After I made a base I liked, I made the teeth. And then tried to attach them.
This is where I learned that bogglingly, the heat gun I own has a lower setting than my hair dryer. Trying to warm up the base with my hair dryer, I succeeded in nothing more than a) blowing all the materials around my work table, b) ruining the base. So if you’re going to do this, I recommend investing in a real heat gun.
Eventually I got a pair of teeth that I was happy… ish with, and dyed them with coffee overnight. I say “happy-ish” because these were far from perfect. They cover my palate too much, so I talk with a serious lisp. (It’s hard to be threatening with a lisp). Also the teeth need to be angled farther out, so that they don’t rub up against my lip.

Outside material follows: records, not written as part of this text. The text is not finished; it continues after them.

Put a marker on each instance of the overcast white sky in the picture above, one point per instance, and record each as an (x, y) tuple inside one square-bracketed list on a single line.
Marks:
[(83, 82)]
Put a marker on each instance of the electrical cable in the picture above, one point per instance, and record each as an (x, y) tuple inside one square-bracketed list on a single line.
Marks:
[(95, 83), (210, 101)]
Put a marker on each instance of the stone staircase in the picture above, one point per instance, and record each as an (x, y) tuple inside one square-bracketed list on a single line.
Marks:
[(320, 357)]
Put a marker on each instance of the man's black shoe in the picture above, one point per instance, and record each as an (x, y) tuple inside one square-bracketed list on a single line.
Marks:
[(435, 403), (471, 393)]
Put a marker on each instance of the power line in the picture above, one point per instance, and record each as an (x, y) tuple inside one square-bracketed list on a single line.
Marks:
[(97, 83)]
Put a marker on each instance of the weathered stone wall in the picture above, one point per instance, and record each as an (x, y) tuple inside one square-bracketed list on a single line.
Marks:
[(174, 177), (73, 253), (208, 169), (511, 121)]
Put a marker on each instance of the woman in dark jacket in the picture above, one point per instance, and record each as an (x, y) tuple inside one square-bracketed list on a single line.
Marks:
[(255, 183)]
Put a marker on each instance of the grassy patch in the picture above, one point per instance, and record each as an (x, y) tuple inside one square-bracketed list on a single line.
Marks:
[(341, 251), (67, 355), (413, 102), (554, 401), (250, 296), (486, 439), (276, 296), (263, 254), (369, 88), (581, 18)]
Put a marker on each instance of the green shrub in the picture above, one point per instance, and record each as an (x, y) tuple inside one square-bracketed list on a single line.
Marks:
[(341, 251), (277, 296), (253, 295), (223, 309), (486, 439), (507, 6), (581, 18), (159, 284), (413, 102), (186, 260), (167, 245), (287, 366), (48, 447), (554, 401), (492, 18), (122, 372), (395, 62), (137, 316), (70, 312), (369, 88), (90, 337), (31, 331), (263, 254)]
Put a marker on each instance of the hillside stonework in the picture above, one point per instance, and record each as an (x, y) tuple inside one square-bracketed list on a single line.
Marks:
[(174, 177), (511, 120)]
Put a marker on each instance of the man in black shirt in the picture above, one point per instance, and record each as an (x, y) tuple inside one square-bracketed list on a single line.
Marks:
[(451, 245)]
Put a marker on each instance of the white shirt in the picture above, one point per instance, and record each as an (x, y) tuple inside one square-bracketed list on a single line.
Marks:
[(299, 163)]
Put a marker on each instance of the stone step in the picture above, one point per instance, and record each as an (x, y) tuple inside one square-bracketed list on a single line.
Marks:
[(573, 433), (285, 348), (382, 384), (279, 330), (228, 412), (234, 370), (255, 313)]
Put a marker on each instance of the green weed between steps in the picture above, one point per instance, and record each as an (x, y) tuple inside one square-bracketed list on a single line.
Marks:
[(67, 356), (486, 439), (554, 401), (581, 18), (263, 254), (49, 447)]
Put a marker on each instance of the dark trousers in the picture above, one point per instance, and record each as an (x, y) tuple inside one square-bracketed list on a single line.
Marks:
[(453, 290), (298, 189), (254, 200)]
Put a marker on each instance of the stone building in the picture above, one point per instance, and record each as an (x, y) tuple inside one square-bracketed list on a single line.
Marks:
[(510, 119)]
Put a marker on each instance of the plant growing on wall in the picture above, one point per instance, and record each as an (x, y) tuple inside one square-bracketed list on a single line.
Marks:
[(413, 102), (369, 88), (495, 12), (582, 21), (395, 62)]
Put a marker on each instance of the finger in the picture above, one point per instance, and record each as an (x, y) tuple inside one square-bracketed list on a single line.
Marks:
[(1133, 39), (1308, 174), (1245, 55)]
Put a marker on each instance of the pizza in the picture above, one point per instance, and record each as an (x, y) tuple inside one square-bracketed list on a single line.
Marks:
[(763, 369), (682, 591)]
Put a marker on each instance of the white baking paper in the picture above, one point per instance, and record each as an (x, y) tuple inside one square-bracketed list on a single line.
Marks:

Most of my green skin, as you can tell, is not paint. Thank god for that, because I did not want to spend all evening painting myself green.
Both my arms and legs are covered with opaque tights — these, in the “smeraldo” tone, which is a word I’d never heard before ordering these. It must be Italian for “orc-colored” 😉
For the arms, I used this Weeping Angel costume tutorial to make gloves out of opaque tights. I never got around to affixing nails to them, which is fine, because I was only ever seen in half-light. I also used Fray-Check instead of nail polish for securing the cut edges, as that was easier to find in my house and, I find, works better.
I ordered some Mehron cake makeup in “olive” to paint my face and exposed skin. As you can see, it’s not a great match. Flat green may have just been better. Or I could get a different shade of tights, I suppose, but there’s a lot more work in making a new pair of gloves.
The jewelry I wore came from my costume closet — a set of coral and blue beads, and an amulet-like piece.
I collected a bunch of chicken bones to do the “bone-threaded-through-dress” look of the inspiration picture, but never got around to doing anything with them. They’re still in my fridge, though 😉
As you can see, this costume could use a lot of improvements. Some of the things I hope to do to better it are:
- Color match the paint and the tights/sleeves better
- Adjust the sleeves to fit better (or make new ones — depends on how I decide to match colors)
- Add details and accessories, i.e. chicken bones
- Find better shoes
- Make better-fitting teeth
I hope this was at least somewhat interesting/useful in its current state, however!